I’ve known this car for perhaps fifty years. It was
bought and restored by Stuart Anderson of Gisborne,
Victoria. Stuart has been interested in vintage cars since
he was a boy. I met him through the Vintage Sports Car Club
of Victoria. Stuart’s main interest has been Bugattis but he
has had many other interesting motor-cars over the years. He
graduated from Melbourne University with a degree in
pharmacy and practised in his home town of Bendigo for many
years. He became interested in making wine and eventually
laid down 15 acres (6 hectares) of grapes and founded
Balgownie Wines at Maiden Gully, near Bendigo and one of the
sites of the great gold rush of the 1850s. Stuart is a great
Francophile and is also a passionate bassoonist!
He bought the Talbot in ruinous condition and set out to
make it the most important restoration of his life, “my
magnum opus,” as he said. The restoration involved
remanufacturing every single moving part of the engine as
well as casting new engine blocks, crankcases and camboxes.
Ditto the gearbox! All of this has taken over 21 years.
Stuart wanted to drive the Talbot a couple of times before
selling it to fund his continued retirement.
Courtesie Bruce Smeaton.
Bonhams is delighted to offer a 1926-27
1.5-litre supercharged straight-eight Talbot-Darracq
as part of its line-up for the annual Retromobile
auction sale to be held in Paris, on 23 January 2010.

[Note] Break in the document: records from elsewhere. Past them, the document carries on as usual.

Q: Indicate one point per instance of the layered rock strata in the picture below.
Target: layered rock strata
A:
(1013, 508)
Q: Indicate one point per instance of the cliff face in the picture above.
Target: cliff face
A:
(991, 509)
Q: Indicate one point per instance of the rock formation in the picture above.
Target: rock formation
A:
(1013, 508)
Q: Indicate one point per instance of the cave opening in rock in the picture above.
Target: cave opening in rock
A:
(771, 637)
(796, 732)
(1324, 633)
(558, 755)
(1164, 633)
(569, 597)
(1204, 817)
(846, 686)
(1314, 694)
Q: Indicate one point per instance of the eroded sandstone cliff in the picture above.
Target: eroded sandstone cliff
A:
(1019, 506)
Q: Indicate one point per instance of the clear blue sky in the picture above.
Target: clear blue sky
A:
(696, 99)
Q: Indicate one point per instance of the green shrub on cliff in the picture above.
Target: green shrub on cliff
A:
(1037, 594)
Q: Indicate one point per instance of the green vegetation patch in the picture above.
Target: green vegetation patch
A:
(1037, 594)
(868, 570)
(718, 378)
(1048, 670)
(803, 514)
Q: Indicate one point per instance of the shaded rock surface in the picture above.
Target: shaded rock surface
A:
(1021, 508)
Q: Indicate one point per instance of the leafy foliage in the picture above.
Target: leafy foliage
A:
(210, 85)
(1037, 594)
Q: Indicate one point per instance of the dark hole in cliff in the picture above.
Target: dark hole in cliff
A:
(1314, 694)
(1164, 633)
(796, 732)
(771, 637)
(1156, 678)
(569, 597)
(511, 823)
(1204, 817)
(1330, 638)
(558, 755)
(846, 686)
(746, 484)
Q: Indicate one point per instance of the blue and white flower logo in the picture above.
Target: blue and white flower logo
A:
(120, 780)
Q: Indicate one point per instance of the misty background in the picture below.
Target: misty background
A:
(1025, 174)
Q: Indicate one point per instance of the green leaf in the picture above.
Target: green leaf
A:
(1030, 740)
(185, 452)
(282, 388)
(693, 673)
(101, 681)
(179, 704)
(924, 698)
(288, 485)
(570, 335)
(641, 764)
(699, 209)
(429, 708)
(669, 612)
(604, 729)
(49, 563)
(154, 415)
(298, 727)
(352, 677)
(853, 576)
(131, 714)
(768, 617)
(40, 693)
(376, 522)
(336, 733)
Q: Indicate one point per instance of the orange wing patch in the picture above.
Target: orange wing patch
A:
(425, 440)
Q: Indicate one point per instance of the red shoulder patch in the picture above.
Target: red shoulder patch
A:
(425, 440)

One of the most charismatic, exciting and advanced Grand
Prix cars of the so-called “Roaring Twenties”, this
immaculately restored Talbot-Darracq is
sure to turn heads and, as such, has attracted a pre-sale
estimate of EUROS 400,000 - 600,000.
The car was conceived by two Italian Grand Prix engineers
working at Talbot’s Suresnes factory in Paris and at the
time set new standards in automobile excellence, producing
some 160 bhp from just 1,488 cc capacity.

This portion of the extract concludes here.